Residents of Browns Hills in Orient are hopping mad at the Suffolk County Water Authority, which has proposed tripling what it charge tro manage their small public water system since its plan to bring a pipeline to Orient was shot down.

The water authority held a public hearing on the proposed increase, from $495 to $1,500 per month, at its Southold headquarters on Boisseau Avenue Friday night. About 50 residents attended and about a dozen spoke, angrily denouncing the rate proposal.

Browns Hills resident Venetia Hands chastised the water authority for wanting to charge residents “allocated costs” that included administration and infrastructure costs for the entire SCWA water system.

Ms. Hands prepared a financial breakdown of the costs of the system, which she calculated on large sheets of paper that she taped to the wall of the water authority’s headquarters. Business experts had told her, “Venetia, you’d be paying this if Browns Hills blew up tomorrow,” she said of the costs, which she said should be shared among all of the water authority’s 395,000 ratepayers countywide. She said that if the costs were reallocated over the entire ratepayer base, it would cost each SCWA customer an additional 16 cents per year.

Breaking down the costs of the Browns Hills system, water authority chief financial officer Larry Kulick said that water filters at each of the 24 houses in Browns Hills cost $370 a year to maintain, and that the water authority spends another $21,000, on average, running 380 different tests on the water every quarter. He said that testing alone costs $875 per household per year.

Mr. Kulick added that the SCWA has long subsidized the Browns Hills system and the proposed higher rates reflected the real costs. The increased fee, he said, included a hike in the levy for maintaining the system’s infrastructure, from $295 to $1,245 for each household, and an increase in the cost to deliver the water, from $200 to $255 per year for each.

Another speaker was William Ryall, who built a house in Browns Hills in 2000. At that time, he dug a well for a geothermal heating system, but connected to the local system for his drinking water. He took two glass bottles of water out of a backpack and placed them in front of the water authority board’s chairman, Jim Gaughran.

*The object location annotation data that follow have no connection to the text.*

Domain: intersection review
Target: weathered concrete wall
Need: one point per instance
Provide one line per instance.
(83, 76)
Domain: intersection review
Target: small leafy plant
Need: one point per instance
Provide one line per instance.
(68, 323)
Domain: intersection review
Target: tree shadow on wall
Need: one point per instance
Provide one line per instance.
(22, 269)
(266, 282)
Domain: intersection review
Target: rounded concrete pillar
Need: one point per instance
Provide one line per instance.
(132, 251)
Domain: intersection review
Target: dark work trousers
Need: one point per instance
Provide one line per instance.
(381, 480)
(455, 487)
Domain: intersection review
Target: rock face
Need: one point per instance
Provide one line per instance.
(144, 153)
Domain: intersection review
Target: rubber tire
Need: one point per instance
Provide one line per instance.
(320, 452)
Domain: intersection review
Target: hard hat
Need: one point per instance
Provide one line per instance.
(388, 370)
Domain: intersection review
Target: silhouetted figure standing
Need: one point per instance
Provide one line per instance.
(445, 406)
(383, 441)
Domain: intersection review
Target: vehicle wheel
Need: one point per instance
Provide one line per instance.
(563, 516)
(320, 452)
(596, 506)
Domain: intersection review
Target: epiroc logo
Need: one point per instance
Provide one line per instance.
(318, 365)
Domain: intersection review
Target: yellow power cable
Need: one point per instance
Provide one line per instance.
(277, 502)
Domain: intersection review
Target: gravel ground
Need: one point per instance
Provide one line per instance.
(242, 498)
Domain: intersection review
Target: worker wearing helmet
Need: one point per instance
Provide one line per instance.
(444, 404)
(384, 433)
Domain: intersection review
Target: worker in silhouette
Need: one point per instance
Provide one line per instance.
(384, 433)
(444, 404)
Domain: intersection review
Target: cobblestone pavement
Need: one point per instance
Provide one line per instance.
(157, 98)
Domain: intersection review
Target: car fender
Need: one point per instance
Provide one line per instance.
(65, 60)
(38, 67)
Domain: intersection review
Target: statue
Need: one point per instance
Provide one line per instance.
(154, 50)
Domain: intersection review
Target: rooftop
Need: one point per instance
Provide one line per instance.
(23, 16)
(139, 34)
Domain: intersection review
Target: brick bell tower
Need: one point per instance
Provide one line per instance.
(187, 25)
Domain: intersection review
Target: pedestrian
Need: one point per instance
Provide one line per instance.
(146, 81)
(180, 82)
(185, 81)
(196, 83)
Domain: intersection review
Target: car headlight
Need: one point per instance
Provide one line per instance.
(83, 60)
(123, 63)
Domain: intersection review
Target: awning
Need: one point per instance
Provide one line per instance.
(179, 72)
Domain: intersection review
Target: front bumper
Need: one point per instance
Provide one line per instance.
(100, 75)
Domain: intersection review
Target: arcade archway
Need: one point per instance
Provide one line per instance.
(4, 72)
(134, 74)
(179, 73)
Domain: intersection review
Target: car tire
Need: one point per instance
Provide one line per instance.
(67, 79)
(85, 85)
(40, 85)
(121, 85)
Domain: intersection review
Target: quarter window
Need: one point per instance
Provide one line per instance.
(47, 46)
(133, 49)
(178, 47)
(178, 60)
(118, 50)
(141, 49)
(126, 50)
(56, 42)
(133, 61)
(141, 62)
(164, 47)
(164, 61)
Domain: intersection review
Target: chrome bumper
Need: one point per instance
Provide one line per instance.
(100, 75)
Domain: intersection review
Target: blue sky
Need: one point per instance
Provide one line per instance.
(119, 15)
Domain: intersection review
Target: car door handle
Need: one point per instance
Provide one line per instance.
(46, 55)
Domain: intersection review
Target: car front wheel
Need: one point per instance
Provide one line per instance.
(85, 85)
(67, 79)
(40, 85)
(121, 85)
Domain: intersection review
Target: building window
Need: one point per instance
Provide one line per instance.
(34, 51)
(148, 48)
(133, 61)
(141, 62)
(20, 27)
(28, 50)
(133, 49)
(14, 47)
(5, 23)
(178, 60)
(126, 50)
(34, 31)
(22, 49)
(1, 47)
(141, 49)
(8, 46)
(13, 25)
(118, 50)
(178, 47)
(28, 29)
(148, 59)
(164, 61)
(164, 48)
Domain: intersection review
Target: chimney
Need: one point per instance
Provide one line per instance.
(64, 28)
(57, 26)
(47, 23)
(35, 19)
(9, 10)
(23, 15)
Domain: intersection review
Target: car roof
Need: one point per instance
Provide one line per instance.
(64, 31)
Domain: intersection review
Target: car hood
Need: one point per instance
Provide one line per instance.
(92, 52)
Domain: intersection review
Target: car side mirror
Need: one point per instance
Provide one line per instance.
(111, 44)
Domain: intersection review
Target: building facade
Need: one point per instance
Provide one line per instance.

One bottle, Mr. Ryall said, contained water from his tap, and the other water from his geothermal well. He said he’d had the water samples tested last fall, and said the water from the tap connected to the SCWA well, which is under a farm field, contained 12.6 parts per million of nitrates, while the water from the geothermal well had 4 parts per million of nitrates. Ten parts per million is the accepted standard.

“I’m told that’s the equivalent of eating one hot dog per month. My water is pure enough. It doesn’t need to be filtered,” he said.

For the next two weeks, the SCWA will accept written comments addressed to its headquarters at 4060 Sunrise Highway, Oakdale, NY 11769 or [email protected]. Members of the water authority’s board said that the earliest a decision on the rates would be made would be at their October meeting.

Mr. Gaughran said the board is waiting to hear from the New York State Environmental Facilities Corporation on a plan to re-route the rejected water main once slated for Orient to another community in Calverton. The Environmental Facilities Corporation was responsible for directing $1.9 million in federal stimulus money to the Orient water main project. He said the scope of the Calverton project would not be determined until the water authority receives feedback on whether some of the money must be used in Orient.